Ausblendung der historischen Entwicklung. In der Vergangenheit wurden Zugeständnisse im Bereich des Marktzugangs durch Direktzahlungen kompensiert. Dieser Vorgang lässt sich gut mit der Entwicklung der Agrarstützung in der Schweiz veranschaulichen. Die folgende Abbildung zeigt das sogenannte Producer Support Estimate (PSE) für die Schweizer Landwirtschaft in Prozent an der landwirtschaftlichen Wertschöpfung. Im Kern zeigt das PSE, wieviel von einem Franken, den der Landwirt verdient, entweder vom Konsumenten oder dem Steuerzahler stammt. Die blaue Fläche zeigt die Unterstützung durch den Grenzschutz, der vom Konsumenten bezahlt wird. Dieser wäre von neuen Freihandelsabkommen betroffen. Die roten Flächen stellen Stützungsmassnahmen dar, die in irgendeiner Form an die landwirtschaftliche Produktion gebunden sind. Die grünen Flächen schliesslich sind Massnahmen, welche die Produktion nur minimal beeinflussen und in erster Linie Umweltleistungen der Landwirtschaft abgelten. Der rote und grüne Teil der Agrarstützung werden durch Steuergelder finanziert.

Quelle: OECD Producer and Consumer Support Estimates database for Switzerland
Die Grafik zeigt erstens, dass mehr als die Hälfte des Schweizer Agrarschutzes nach wie vor aus Grenzschutzmassnahmen besteht. Mit dem Begehren der WAK würde aus der Gesamtschau zur Agrarpolitik eine Teilbetrachtung. Zweitens ist der Rückgang der blauen Fläche in der Vergangenheit mit einer Zunahme der roten oder grünen Fläche verbunden. Durch eine separate Behandlung dieser Bereiche würde die Flexibilität in der Agrarpolitik abnehmen. Der Vorschlag der WAK erschwert dadurch jene Kompensationsmechanismen, die in der Vergangenheit überhaupt Reformen ermöglichten. Die Weiterentwicklung der Agrarpolitik würde an Spielraum verlieren.
Man kann den Entscheid der WAK als einen Versuch zur Vereinfachung der Agrarpolitik interpretieren. Durch das Entkoppeln von Freihandelsabkommen und «dem Rest» der Agrarpolitik liessen sich unter Umständen politische Mehrheiten gewinnen.

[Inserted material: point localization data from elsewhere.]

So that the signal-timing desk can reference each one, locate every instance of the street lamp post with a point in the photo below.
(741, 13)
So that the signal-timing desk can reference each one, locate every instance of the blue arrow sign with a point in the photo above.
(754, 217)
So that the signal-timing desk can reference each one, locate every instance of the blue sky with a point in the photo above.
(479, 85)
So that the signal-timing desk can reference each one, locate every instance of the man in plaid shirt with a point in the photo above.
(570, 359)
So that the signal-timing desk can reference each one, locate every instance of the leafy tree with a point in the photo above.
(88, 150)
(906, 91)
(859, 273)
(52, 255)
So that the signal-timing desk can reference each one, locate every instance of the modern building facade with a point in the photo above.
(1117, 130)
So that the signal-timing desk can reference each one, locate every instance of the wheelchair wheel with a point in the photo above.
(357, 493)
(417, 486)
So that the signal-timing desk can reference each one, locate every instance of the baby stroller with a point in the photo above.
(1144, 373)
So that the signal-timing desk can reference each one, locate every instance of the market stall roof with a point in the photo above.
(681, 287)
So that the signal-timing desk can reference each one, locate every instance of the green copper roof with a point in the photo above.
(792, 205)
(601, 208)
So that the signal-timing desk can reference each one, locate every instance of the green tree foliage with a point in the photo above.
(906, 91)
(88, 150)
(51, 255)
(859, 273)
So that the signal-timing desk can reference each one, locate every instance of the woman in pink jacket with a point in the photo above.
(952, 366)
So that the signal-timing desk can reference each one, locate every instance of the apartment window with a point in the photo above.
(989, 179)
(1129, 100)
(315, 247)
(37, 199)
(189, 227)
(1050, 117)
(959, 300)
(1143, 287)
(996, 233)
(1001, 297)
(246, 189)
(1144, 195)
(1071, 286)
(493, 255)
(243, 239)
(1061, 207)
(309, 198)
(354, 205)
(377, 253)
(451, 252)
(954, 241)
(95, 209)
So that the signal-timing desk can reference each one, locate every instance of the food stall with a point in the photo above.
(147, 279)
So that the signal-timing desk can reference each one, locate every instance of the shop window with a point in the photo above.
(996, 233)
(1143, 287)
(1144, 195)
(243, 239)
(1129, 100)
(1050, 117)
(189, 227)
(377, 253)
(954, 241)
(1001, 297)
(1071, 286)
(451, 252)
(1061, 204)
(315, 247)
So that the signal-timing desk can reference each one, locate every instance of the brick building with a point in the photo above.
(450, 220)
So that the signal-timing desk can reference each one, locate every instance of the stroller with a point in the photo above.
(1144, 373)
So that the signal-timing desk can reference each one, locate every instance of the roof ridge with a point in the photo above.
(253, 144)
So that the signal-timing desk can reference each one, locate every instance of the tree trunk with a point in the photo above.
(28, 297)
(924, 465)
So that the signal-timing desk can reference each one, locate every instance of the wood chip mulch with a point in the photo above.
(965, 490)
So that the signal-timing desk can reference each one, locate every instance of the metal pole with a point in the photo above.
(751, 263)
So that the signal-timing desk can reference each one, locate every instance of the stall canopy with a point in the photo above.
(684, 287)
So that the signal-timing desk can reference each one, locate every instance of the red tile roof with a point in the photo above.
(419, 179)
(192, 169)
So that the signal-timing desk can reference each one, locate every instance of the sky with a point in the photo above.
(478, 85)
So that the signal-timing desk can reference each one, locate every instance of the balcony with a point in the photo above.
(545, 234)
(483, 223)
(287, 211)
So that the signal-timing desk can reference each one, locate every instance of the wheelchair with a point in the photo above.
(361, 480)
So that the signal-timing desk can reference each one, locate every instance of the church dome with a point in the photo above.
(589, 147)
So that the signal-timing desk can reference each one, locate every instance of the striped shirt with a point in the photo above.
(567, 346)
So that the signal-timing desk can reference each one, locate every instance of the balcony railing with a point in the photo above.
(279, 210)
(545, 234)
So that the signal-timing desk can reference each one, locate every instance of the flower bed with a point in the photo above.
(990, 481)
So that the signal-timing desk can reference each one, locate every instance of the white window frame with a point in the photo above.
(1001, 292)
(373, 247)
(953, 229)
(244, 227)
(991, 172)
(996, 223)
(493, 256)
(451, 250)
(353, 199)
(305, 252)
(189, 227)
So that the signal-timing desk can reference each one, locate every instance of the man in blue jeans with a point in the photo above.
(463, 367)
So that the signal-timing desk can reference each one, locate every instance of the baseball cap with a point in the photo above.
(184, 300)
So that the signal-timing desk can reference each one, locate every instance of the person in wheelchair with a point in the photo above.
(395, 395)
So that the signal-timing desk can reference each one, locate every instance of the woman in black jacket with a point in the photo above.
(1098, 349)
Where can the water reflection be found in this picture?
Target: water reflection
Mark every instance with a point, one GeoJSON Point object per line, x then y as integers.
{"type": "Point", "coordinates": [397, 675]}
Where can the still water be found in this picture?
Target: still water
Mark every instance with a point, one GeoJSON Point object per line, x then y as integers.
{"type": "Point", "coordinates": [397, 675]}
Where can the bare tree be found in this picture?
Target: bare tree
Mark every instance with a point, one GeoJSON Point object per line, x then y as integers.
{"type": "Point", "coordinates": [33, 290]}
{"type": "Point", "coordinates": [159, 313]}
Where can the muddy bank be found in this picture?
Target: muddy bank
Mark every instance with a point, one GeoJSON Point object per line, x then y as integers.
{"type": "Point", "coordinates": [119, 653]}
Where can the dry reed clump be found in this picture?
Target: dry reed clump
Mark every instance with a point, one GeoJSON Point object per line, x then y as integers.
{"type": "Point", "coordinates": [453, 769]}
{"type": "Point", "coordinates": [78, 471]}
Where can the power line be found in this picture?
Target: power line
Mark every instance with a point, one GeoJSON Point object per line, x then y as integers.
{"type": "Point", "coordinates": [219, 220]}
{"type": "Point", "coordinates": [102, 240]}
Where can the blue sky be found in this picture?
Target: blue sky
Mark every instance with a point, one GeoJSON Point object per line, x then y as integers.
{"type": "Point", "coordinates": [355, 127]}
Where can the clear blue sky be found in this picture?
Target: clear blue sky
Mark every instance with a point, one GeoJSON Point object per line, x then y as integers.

Aus einer konzeptionellen Perspektive widerspricht dieses Vorgehen jedoch der Logik der Multifunktionalität und erschwert den politischen Kompromiss.
*Eine Übersicht zu diesen Studien findet sich in unserem Beitrag zu Interaktionseffekten bei Direktzahlungen. Dort zeigt sich ebenfalls, dass die Preise für Milch und Fleisch einen direkten Effekt auf die Wirksamkeit der Direktzahlungen haben: Huber, R., Snell R., Monin F., Brunner S.H., Schmitz D. & Finger R. (2017). Interaction effects of targeted agri-environmental payments on non-marketed goods and services under climate change in a mountain region. Land Use Policy, 66, 49-60.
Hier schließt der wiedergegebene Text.